Founded in 2018 as the Brexit Party, Reform now claims to have 240,000 members. In May, it won control of a dozen local authorities in England with Trump-like promises like “a DOGE for every county,” inspired by Elon Musk’s controversial spending-slashing agency.

Farage made the most of Parliament’s summer recess, when many politicians go on vacation, by holding regular news conferences to announce headline-grabbing policies like a plan to deport everyone who arrives in Britain without authorization.

He has capitalized on — critics say stoked — concerns about migrants crossing the English Channel in small boats, which he has called an invasion. He welcomed protests outside hotels housing asylum-seekers over the summer, some of which turned violent.

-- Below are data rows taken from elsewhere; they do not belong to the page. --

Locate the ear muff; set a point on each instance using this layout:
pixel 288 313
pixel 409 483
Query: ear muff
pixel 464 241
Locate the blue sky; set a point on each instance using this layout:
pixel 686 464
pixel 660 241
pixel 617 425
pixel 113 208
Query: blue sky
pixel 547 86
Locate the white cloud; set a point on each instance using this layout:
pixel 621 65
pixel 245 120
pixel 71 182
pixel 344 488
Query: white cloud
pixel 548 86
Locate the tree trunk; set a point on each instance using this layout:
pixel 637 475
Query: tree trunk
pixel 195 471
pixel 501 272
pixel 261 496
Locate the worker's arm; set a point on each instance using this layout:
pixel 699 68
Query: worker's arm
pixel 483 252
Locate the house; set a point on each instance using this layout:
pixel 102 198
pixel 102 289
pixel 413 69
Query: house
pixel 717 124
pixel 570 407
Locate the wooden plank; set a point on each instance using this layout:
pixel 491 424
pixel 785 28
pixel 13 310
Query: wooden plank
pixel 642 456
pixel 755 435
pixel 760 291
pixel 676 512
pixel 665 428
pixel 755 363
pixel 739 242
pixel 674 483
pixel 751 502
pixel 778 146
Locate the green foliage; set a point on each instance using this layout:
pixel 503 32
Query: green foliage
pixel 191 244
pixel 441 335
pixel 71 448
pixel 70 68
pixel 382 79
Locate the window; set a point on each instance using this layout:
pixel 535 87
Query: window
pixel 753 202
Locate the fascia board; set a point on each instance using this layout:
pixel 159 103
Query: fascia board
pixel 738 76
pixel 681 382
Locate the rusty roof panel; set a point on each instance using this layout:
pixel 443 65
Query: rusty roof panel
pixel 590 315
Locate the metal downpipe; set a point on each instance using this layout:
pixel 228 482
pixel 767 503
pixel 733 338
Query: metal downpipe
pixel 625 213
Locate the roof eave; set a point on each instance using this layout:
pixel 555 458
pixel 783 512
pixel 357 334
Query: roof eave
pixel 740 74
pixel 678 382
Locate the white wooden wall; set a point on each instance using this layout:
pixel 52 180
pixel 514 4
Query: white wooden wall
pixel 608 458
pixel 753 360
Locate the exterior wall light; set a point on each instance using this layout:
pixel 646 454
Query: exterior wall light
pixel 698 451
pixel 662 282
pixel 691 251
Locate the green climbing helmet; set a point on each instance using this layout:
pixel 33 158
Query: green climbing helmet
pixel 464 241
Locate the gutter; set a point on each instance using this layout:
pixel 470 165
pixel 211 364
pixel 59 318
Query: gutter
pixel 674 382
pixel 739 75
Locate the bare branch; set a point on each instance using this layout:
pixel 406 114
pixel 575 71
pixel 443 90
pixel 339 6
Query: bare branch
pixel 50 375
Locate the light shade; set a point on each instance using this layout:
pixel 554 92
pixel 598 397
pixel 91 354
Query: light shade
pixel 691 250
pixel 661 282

Opponents say Farage has demonized migrants and fueled misinformation. Last year, he inaccurately suggested police were withholding information about a stabbing rampage at a dance class that left three children dead. False claims that the attacker was an asylum-seeker sparked days of rioting across England.

Reform faces the competence test

Reform’s success in May’s local elections has brought responsibilities that will test the party’s competence, popularity and unity.

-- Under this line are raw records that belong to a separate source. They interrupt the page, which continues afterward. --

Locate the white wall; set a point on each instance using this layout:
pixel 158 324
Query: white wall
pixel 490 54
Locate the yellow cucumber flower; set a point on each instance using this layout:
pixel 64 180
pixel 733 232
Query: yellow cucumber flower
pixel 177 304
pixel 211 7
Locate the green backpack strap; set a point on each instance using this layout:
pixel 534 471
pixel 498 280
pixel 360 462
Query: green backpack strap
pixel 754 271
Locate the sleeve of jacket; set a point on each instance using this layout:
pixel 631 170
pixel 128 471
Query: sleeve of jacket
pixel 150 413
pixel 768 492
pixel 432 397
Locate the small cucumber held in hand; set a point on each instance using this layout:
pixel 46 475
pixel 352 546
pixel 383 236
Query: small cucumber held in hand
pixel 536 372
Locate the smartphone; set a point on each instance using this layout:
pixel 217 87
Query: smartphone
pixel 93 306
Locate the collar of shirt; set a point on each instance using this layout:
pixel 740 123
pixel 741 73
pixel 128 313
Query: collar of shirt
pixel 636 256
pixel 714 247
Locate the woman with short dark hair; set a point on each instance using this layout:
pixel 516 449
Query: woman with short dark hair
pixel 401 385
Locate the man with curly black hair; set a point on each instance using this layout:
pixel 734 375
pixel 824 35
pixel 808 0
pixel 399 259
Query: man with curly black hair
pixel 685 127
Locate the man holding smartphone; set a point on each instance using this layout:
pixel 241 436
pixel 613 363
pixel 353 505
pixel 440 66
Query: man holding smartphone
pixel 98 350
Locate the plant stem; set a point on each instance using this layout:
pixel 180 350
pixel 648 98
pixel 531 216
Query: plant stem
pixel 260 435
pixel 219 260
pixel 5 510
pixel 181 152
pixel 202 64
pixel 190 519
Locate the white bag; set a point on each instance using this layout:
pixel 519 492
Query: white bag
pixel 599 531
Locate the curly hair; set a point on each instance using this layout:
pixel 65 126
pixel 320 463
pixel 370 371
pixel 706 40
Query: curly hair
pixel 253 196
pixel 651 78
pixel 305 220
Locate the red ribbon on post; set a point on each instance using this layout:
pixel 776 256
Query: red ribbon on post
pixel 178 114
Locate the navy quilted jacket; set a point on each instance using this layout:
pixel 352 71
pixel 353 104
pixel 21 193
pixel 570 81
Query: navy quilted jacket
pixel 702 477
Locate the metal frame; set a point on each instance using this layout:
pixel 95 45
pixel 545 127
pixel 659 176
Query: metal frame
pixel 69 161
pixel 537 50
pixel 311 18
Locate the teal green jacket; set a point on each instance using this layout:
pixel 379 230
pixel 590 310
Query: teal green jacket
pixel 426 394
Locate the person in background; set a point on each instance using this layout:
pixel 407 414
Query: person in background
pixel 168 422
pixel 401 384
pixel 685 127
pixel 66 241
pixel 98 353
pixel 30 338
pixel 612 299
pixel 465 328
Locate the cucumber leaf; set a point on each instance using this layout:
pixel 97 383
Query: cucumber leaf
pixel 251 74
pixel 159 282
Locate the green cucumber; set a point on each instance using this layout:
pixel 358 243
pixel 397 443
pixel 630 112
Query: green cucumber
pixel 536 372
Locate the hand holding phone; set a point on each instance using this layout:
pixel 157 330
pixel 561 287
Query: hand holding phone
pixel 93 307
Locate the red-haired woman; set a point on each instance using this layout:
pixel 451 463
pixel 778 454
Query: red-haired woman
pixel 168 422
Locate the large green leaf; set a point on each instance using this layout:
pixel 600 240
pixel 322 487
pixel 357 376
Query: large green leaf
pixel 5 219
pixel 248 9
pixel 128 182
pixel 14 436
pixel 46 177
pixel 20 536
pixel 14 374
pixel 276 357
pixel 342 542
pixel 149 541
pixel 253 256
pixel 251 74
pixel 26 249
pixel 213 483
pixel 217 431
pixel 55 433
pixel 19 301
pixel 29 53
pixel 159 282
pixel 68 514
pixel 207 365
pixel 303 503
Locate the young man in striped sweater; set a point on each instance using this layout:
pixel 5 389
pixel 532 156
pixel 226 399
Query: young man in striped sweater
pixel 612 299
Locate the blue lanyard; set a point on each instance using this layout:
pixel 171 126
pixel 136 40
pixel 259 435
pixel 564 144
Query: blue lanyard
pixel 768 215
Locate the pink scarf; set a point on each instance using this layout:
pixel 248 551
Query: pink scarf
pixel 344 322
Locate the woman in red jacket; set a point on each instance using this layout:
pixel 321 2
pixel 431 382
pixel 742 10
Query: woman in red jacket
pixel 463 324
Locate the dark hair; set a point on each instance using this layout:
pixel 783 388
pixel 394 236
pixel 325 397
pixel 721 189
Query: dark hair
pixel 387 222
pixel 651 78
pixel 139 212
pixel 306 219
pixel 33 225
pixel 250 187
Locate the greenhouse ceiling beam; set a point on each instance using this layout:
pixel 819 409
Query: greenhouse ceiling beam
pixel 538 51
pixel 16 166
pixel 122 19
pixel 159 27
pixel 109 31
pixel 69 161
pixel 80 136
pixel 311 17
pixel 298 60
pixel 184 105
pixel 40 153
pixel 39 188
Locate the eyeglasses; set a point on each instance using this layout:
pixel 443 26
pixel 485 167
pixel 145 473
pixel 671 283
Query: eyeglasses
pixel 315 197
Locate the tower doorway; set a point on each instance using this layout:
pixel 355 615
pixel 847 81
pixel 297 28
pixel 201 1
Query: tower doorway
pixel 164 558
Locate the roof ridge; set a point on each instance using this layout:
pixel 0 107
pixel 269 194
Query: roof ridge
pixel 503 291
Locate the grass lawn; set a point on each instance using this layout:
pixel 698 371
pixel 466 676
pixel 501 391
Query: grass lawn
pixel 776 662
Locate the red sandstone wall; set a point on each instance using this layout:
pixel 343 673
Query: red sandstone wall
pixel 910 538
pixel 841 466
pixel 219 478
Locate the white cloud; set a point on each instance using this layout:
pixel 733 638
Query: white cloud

In his closing conference speech, Farage implored members: “Can we please exercise discipline and air our disagreements between each other in private?”

Some of the positions he shares with Trump, such as opposition to net-zero climate goals, are unpopular in Britain. Past praise of Russian President Vladimir Putin could also be a disadvantage in a country where most people back Ukraine in its war against Moscow’s invasion.

Farage’s depiction of Britain as a crime-ridden dystopia “in societal breakdown” has also met with skepticism.

In Washington on Wednesday, Farage testified to the House Judiciary Committee about what he called the “awful authoritarian situation” and lack of free speech in the U.K., citing the arrest of TV comedy writer Graham Linehan for tweets attacking transgender people and the jailing of Lucy Connolly, a woman who was sentenced to 31 months in prison for a social media post urging people to burn down hotels full of asylum-seekers.

“At what point did we become North Korea?” Farage asked rhetorically. Connolly, who was imprisoned after pleading guilty to inciting racial hatred, was a featured speaker at Reform’s conference.

Farage was welcomed by Republicans on the committee, but was excoriated by Democratic Rep. Jamie Raskin as a “Putin-loving free speech impostor and Trump sycophant.” In London, Prime Minister Keir Starmer noted Farage’s absence from the House of Commons, saying that he had “flown to America to badmouth and talk down our country.”

Other parties scramble to respond

Both Conservatives and Labour are struggling to respond to Reform’s rise. Starmer has been criticized for not confronting the party more strongly, instead seeming to agree with some of its talking points about immigration. In a May speech, Starmer said Britain risked becoming an “ island of strangers,” a phrase that some felt echoed Conservative politician Enoch Powell’s notorious 1968 speech predicting “rivers of blood” as a result of mass immigration.

Starmer later said he regretted using the phrase.

Political scientist Stuart Turnbull-Dugarte, who studied reaction to the speech, said Labour is “legitimizing the immigration debate” in a way that plays into Reform’s hands and alienates its own supporters.

“Anti-immigration voters are not convinced by the turn, whereas pro-immigration voters are, and they’re the ones who become really upset about it,” said Turnbull-Dugarte, an associate professor at the University of Southampton.

The media also comes in for criticism for amplifying Farage. The Green Party, which has the same number of lawmakers, receives a fraction of the attention. Reform is far ahead in opinion polls, however.

The government does not have to call an election until 2029, and a lot can happen in four years.

Farage said Friday that amid instability in Starmer’s government, “there is every chance now of a general election happening in 2027, and we must be ready for that moment.”